La politica delle percentuali
Hillary Clinton e Bernie Sanders si stanno scontrando su chi è più legittimato, tra i due, a meritarsi l’etichetta di “progressista” e la discussione si incancrenisce sulla famosa questione dei privilegi dell’1 per cento ricchissimo che domina gli Stati Uniti. La retorica di Occupy Wall Street è di nuovo potentemente sulle prime pagine dei giornali, con Sanders che si candida, oltre che per la Casa Bianca, a leader postumo di quelle tendopoli, conquistando un seguito straordinario tra i giovani (che in quelle tende si accamparono), e Hillary in difficoltà che para i colpi con scarsa efficacia. La questione della diseguaglianza, che in questi anni è stata sezionata da molti economisti e politici, è dominante negli Stati Uniti come nell’Europa che ieri ha accolto un nuovo movimento internazionale animato dall’ex ministro delle Finanze greco, Yanis Varoufakis, e i suoi fan. Cass Sunstein, guru dell’economia comportamentale, autore del celebre libro “Nudge” e grande amico del presidente Barack Obama, spiega su Bloomberg View che “il progressismo americano è stato lacerato in questi anni da due approcci concorrenti per ridurre la diseguaglianza. Il primo si concentra sull’1 per cento dei ricchi; il secondo sul 10 per cento dei più poveri”.

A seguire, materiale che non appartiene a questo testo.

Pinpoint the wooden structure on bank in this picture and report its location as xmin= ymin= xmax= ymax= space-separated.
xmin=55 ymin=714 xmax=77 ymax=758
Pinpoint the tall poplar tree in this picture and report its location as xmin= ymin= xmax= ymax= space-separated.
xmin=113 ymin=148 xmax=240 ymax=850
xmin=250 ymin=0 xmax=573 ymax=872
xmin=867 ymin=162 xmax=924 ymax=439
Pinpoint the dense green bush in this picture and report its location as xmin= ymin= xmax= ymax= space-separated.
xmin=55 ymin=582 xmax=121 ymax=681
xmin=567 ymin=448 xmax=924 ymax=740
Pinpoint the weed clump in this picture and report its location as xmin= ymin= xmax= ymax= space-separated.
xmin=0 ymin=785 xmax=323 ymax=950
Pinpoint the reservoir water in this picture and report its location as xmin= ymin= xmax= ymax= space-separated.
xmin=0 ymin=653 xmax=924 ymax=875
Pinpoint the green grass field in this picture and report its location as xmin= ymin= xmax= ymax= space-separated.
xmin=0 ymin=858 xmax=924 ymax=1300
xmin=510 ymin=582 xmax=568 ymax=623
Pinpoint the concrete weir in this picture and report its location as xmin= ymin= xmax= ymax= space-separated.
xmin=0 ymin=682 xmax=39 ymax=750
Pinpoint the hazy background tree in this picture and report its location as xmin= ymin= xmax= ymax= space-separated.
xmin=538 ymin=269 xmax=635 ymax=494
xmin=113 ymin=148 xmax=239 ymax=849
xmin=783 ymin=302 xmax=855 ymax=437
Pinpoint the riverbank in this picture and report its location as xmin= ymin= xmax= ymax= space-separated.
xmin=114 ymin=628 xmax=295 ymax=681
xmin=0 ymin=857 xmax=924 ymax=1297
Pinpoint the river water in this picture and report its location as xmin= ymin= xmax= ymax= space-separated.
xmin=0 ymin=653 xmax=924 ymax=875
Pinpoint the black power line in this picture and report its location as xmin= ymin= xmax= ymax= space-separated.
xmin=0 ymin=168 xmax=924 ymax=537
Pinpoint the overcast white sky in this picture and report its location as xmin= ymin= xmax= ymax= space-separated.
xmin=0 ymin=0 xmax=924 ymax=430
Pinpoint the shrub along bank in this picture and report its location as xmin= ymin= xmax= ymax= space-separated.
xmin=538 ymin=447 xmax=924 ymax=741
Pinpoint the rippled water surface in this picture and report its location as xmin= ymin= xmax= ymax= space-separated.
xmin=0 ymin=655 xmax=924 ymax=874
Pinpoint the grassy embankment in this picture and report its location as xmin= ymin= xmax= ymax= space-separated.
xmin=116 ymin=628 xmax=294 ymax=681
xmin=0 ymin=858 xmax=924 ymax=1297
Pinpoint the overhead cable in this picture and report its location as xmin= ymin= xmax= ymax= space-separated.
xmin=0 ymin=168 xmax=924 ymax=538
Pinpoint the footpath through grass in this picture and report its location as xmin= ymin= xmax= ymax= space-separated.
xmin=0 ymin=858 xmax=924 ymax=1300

Nella campagna elettorale in corso, i candidati democratici si muovono esclusivamente secondo i termini del primo approccio, “e sbagliano entrambi”, dice Sunstein. La gara su chi saprà meglio controbilanciare il potere di Wall Street – gara che Sanders al momento vince a mani basse mettendo in grande difficoltà la Clinton – non è detto che possa poi davvero portare un beneficio sul fronte della diseguaglianza. Anzi. “Aumentare le tasse ai più ricchi non fa molto per aiutare i più poveri”, scrive Sunstein, ma “se attacchi l’1 per cento, ottieni l’applauso entusiasta di molti democratici che stanno nel 99 per cento. Questo applauso tende ad ammutolirsi, anche tra i democratici, quando chiedi di studiare politiche per il 10 per cento più povero del paese”. Ci sarebbe anche una terza via, molto diversa da quella prospettata da Varoufakis, ma al momento ignorata. Riguarda le sfide di molti americani “che non sono più poveri, ma che continuano a patire per i salari stagnanti e le bollette da pagare. Ci sarebbe tanto da fare per loro, ma il progressismo dell’1 per cento non lo fa”.